There's still some syntactic sugar here. There is an anonymous function being passed to partition, and there is the syntactic sugar for calling functions. Rewriting those yields the following:
def qsort: List[Int] => List[Int] = new Function1[List[Int], List[Int]] {
def apply(input: List[Int]): List[Int] = if (input == Nil) {
Nil
} else if (input.isInstanceOf[::[_]] &&
scala.collection.immutable.::.unapply(input.asInstanceOf[::[Int]]) != None) {
val unapplyResult0 = scala.collection.immutable.::.unapply(input.asInstanceOf[::[Int]]).get
val pivot = unapplyResult0._1
val tail = unapplyResult0._2
val func0 = new Function1[Int, Boolean] {
def apply(input: Int): Boolean = input < pivot
}
val tmp0 = tail.partition(func0)
if (Tuple2.unapply(tmp0) == None)
throw new scala.MatchError(tmp0)
val unapplyResult1 = Tuple2.unapply(tmp0).get
val smaller = unapplyResult1._1
val rest = unapplyResult1._2
qsort.apply(smaller) ::: pivot :: qsort.apply(rest)
} else {
throw new scala.MatchError(input)
}
}
For once, the extensive explanations about each syntactic sugar and how it works are being done by others. :-) I hope this complements their answers. Just as a final note, the following two lines are equivalent:
qsort(smaller) ::: pivot :: qsort(rest)
qsort(rest).::(pivot).:::(qsort(smaller))
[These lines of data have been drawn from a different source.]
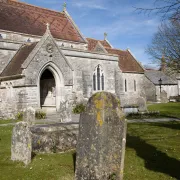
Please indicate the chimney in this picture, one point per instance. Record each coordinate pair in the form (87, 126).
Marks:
(163, 64)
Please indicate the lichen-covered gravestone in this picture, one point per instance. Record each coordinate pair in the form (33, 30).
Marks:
(101, 141)
(142, 107)
(163, 97)
(21, 145)
(65, 111)
(29, 115)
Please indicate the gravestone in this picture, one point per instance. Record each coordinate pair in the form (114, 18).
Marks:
(101, 142)
(163, 97)
(143, 94)
(65, 111)
(29, 115)
(141, 102)
(21, 145)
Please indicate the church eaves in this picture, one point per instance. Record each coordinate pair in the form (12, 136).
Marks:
(28, 19)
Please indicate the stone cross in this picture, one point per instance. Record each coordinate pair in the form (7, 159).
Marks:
(21, 145)
(64, 6)
(47, 26)
(142, 107)
(29, 115)
(101, 142)
(65, 111)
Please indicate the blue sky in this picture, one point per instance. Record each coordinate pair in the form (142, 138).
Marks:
(125, 27)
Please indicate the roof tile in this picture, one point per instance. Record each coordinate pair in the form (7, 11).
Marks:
(14, 67)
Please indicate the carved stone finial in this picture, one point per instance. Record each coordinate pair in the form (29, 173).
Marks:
(105, 36)
(64, 6)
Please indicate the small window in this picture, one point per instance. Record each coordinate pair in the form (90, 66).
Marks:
(28, 40)
(125, 83)
(134, 85)
(98, 79)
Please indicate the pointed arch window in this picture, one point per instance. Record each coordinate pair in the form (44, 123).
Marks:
(98, 79)
(125, 84)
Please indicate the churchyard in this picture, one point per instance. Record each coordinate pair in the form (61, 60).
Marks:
(152, 152)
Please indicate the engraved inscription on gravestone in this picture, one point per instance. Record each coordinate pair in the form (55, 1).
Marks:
(101, 142)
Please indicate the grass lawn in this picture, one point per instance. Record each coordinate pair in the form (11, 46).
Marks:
(152, 153)
(166, 109)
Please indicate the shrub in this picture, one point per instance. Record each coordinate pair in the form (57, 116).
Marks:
(142, 115)
(19, 116)
(40, 115)
(79, 108)
(177, 98)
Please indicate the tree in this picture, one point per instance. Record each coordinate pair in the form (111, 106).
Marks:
(166, 43)
(166, 9)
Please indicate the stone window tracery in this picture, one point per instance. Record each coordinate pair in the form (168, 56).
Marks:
(98, 79)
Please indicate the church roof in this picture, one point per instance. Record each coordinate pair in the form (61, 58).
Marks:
(93, 42)
(127, 62)
(14, 67)
(28, 19)
(154, 76)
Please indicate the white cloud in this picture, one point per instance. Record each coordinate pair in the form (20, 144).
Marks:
(90, 4)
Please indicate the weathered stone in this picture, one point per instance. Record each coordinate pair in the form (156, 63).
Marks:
(54, 138)
(101, 141)
(141, 102)
(29, 115)
(21, 146)
(65, 111)
(163, 97)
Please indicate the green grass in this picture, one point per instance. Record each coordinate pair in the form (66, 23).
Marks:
(8, 121)
(166, 109)
(152, 153)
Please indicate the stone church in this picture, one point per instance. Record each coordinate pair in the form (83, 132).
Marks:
(45, 59)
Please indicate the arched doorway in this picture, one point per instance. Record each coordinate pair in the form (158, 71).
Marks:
(47, 89)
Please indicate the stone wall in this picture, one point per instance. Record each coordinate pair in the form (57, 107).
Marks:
(83, 75)
(54, 138)
(150, 90)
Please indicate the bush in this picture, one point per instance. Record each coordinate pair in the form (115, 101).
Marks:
(19, 116)
(40, 115)
(79, 108)
(177, 98)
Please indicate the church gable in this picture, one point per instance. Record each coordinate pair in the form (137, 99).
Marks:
(28, 19)
(46, 52)
(14, 67)
(99, 48)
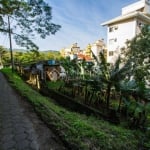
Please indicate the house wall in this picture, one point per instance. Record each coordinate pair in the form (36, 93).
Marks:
(142, 5)
(116, 39)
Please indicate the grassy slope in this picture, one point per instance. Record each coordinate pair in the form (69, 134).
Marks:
(80, 131)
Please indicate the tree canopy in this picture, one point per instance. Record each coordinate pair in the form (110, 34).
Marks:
(138, 50)
(30, 17)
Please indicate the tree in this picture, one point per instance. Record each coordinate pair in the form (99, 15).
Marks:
(29, 17)
(2, 53)
(138, 49)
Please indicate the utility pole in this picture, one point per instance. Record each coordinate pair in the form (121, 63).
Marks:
(10, 42)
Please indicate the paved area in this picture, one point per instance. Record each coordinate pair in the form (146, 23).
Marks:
(20, 127)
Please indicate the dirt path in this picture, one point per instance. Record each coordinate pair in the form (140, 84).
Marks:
(20, 127)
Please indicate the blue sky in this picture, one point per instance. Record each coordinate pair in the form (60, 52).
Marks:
(80, 20)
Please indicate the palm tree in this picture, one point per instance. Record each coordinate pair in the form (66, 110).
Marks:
(2, 53)
(112, 75)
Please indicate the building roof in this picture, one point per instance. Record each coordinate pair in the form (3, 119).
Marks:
(121, 18)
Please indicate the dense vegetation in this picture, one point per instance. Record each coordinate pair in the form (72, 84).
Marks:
(80, 131)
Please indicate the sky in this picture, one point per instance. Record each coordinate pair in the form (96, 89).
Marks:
(80, 22)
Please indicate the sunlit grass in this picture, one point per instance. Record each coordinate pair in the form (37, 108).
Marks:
(81, 131)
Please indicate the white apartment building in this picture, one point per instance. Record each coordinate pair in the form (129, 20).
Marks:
(125, 27)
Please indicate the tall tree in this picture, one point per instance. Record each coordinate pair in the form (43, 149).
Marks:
(138, 49)
(30, 17)
(2, 53)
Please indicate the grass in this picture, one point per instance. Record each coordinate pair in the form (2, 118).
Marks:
(79, 131)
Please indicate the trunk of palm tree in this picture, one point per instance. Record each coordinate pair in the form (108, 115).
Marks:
(120, 100)
(108, 96)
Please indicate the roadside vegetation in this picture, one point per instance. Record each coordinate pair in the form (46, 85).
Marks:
(76, 130)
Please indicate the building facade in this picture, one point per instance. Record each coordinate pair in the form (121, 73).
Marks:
(126, 27)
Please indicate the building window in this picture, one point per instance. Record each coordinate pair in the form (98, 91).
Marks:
(111, 53)
(113, 28)
(110, 29)
(112, 41)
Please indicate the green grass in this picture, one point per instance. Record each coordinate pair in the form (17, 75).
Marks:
(55, 85)
(80, 131)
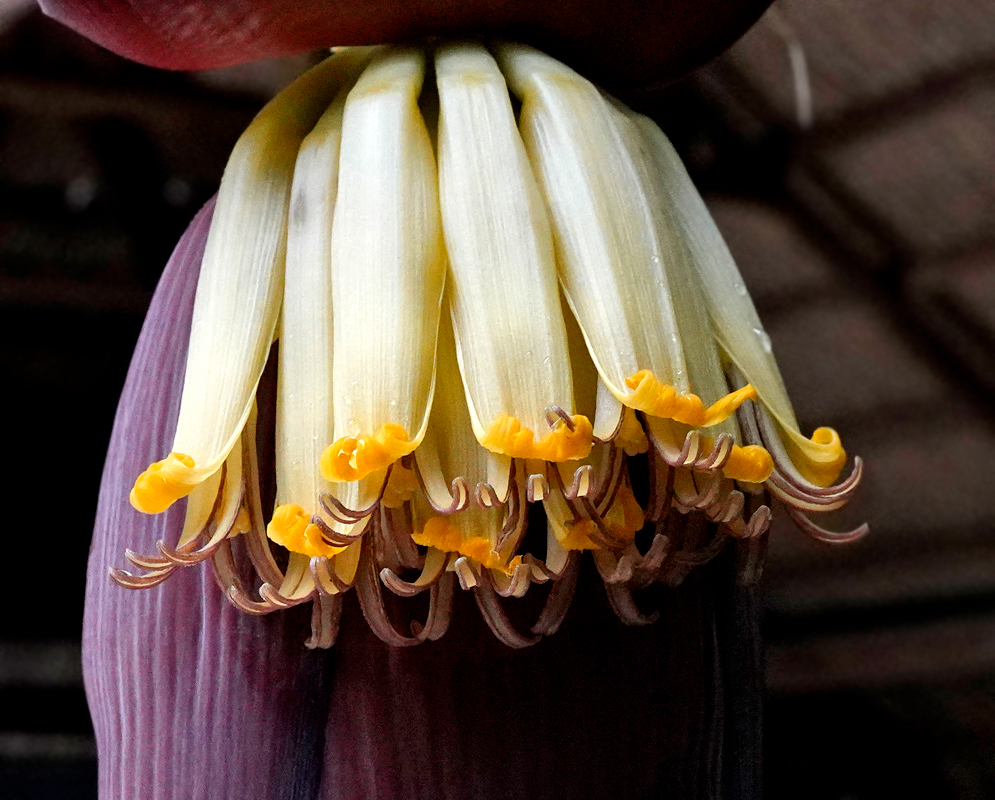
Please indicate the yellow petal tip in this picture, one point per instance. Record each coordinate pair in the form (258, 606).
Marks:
(163, 483)
(571, 438)
(291, 527)
(440, 534)
(352, 458)
(653, 396)
(819, 460)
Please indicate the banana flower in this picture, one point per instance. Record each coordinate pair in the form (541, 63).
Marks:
(473, 317)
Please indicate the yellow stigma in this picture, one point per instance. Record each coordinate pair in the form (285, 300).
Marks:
(663, 400)
(440, 534)
(163, 483)
(353, 458)
(292, 527)
(819, 459)
(750, 463)
(565, 442)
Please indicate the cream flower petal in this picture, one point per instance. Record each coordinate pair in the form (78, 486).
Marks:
(749, 463)
(304, 401)
(239, 289)
(734, 319)
(612, 249)
(388, 270)
(505, 302)
(449, 463)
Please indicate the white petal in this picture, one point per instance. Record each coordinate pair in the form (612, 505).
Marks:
(240, 287)
(505, 301)
(388, 269)
(734, 319)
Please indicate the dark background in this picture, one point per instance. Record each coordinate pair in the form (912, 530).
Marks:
(865, 230)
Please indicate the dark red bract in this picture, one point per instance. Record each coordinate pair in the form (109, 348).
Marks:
(623, 42)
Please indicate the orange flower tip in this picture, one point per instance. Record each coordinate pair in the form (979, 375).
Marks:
(578, 536)
(571, 438)
(821, 459)
(163, 483)
(292, 528)
(659, 399)
(751, 464)
(440, 534)
(352, 458)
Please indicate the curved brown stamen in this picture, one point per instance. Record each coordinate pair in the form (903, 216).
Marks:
(440, 608)
(129, 581)
(558, 600)
(339, 512)
(433, 568)
(821, 534)
(496, 618)
(625, 607)
(325, 615)
(333, 537)
(326, 580)
(555, 414)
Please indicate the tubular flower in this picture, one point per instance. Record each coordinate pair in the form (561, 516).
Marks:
(495, 291)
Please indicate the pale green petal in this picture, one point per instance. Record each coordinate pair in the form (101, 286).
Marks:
(388, 269)
(505, 301)
(240, 287)
(734, 319)
(609, 251)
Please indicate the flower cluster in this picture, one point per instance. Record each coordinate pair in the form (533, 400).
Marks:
(493, 292)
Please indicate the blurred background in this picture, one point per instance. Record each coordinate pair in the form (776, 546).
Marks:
(847, 151)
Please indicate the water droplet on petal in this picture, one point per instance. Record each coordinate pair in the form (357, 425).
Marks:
(764, 339)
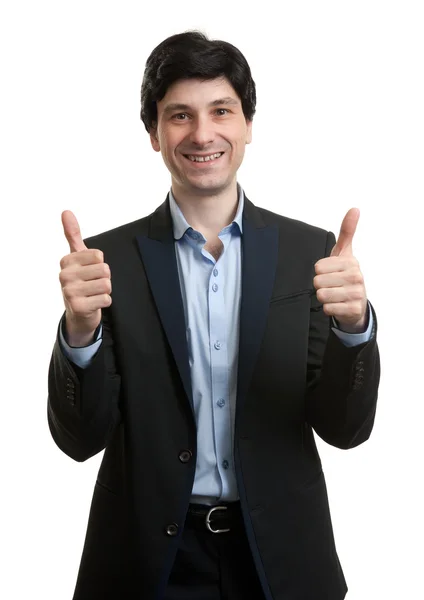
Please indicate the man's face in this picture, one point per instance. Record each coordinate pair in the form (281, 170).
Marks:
(201, 133)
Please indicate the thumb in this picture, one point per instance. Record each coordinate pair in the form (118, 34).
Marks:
(72, 232)
(347, 231)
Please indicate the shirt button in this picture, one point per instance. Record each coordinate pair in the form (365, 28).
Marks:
(171, 529)
(185, 455)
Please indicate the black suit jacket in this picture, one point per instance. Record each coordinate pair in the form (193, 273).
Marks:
(135, 400)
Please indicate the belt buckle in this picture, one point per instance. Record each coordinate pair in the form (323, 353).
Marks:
(208, 519)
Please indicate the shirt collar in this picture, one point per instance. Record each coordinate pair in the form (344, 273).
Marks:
(180, 224)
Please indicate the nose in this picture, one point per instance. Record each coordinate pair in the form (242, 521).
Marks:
(202, 132)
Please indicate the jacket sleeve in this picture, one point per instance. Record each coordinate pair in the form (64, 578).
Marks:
(342, 382)
(83, 404)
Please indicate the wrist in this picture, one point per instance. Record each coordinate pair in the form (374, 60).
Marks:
(75, 336)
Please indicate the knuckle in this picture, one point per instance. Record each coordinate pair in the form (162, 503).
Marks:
(98, 255)
(64, 261)
(321, 295)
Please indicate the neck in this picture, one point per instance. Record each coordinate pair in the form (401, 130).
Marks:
(208, 213)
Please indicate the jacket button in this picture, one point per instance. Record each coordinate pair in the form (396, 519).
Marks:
(172, 529)
(185, 455)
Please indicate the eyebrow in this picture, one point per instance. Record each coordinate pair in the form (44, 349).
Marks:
(228, 100)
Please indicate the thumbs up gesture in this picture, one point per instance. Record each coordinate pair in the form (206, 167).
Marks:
(86, 285)
(339, 281)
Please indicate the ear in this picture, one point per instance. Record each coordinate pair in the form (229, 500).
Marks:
(248, 132)
(154, 140)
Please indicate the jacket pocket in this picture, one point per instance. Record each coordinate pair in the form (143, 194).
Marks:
(291, 296)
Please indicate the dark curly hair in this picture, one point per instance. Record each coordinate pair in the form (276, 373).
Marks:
(191, 55)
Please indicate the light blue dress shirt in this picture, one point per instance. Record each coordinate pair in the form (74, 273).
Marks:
(211, 293)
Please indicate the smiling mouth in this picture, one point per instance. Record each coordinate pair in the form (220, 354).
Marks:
(203, 159)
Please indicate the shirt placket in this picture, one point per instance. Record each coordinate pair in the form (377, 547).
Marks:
(219, 373)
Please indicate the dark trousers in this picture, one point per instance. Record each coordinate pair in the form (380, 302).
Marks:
(214, 566)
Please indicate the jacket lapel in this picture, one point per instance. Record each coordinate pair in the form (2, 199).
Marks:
(158, 254)
(260, 254)
(259, 261)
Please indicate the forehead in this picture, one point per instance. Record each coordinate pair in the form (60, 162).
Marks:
(198, 93)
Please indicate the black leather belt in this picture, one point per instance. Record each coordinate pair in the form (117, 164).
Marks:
(221, 518)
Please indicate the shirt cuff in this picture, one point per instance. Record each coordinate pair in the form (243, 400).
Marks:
(80, 356)
(354, 339)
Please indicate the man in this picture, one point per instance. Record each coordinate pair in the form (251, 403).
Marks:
(233, 331)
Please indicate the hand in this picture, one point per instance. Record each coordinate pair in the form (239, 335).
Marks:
(339, 281)
(86, 285)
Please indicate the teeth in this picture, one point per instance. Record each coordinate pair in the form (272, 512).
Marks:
(204, 158)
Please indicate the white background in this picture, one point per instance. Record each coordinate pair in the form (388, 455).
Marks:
(339, 123)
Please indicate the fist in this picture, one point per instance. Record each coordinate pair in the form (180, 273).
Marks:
(86, 285)
(339, 281)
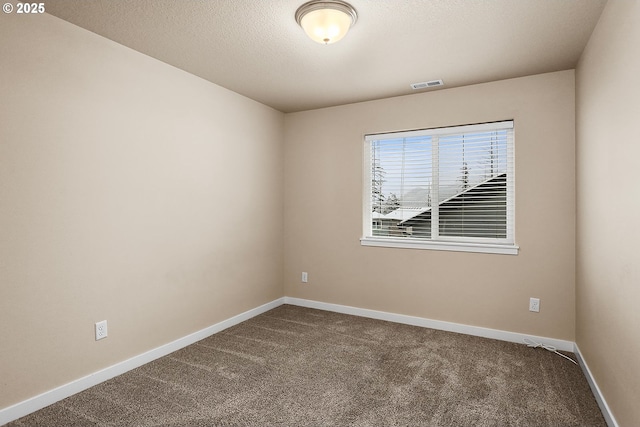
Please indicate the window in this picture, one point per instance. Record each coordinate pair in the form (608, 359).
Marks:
(446, 188)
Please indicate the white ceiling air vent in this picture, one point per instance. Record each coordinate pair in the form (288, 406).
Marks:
(424, 85)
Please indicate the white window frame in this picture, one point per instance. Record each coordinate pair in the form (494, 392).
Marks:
(505, 246)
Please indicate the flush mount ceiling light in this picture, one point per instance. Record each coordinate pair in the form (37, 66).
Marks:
(326, 22)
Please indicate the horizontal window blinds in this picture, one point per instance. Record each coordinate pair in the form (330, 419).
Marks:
(441, 184)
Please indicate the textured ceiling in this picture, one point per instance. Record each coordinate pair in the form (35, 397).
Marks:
(255, 47)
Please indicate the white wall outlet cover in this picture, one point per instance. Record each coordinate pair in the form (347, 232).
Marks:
(534, 304)
(101, 330)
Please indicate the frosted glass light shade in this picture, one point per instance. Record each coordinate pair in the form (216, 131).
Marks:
(326, 22)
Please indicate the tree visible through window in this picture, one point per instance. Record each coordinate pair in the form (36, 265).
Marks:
(441, 185)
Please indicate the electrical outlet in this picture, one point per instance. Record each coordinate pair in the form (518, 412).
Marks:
(534, 304)
(101, 330)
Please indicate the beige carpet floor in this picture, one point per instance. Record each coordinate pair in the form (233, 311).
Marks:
(296, 366)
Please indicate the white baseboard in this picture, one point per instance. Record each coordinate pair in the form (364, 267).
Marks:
(433, 324)
(602, 403)
(47, 398)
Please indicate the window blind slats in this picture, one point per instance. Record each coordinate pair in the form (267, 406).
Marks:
(467, 169)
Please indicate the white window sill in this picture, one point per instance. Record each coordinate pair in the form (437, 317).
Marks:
(487, 248)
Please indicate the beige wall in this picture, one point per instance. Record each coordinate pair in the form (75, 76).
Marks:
(323, 208)
(608, 206)
(129, 191)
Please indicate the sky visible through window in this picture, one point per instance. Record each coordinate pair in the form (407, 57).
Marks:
(403, 166)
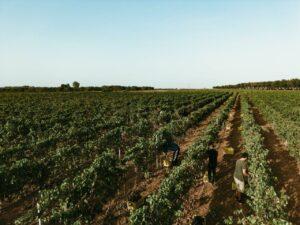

The pivot in this pattern matching example is the first element of the list:
scala> List(1,2,3) match {
| case x :: xs => println(x)
| case _ => println("empty")
| }
1
The pattern matching is based on extractors and the cons is not part of the language. It uses the infix syntax. You can also write
scala> List(1,2,3) match {
| case ::(x,xs) => println(x)
| case _ => println("empty")
| }
1
as well. So there is a type :: that looks like the cons operator. This type defines how it is extracted:
final case class ::[B](private var hd: B, private[scala] var tl: List[B]){ ... }
It's a case class so the extractor will be generated by the Scala compiler. Like in this example class A.
case class A(x : Int, y : Int)
A(1,2) match { case x A y => printf("%s %s", x, y)}
-> 1 2
Based on this machinary patterns matching is supported for Lists, Regexp and XML.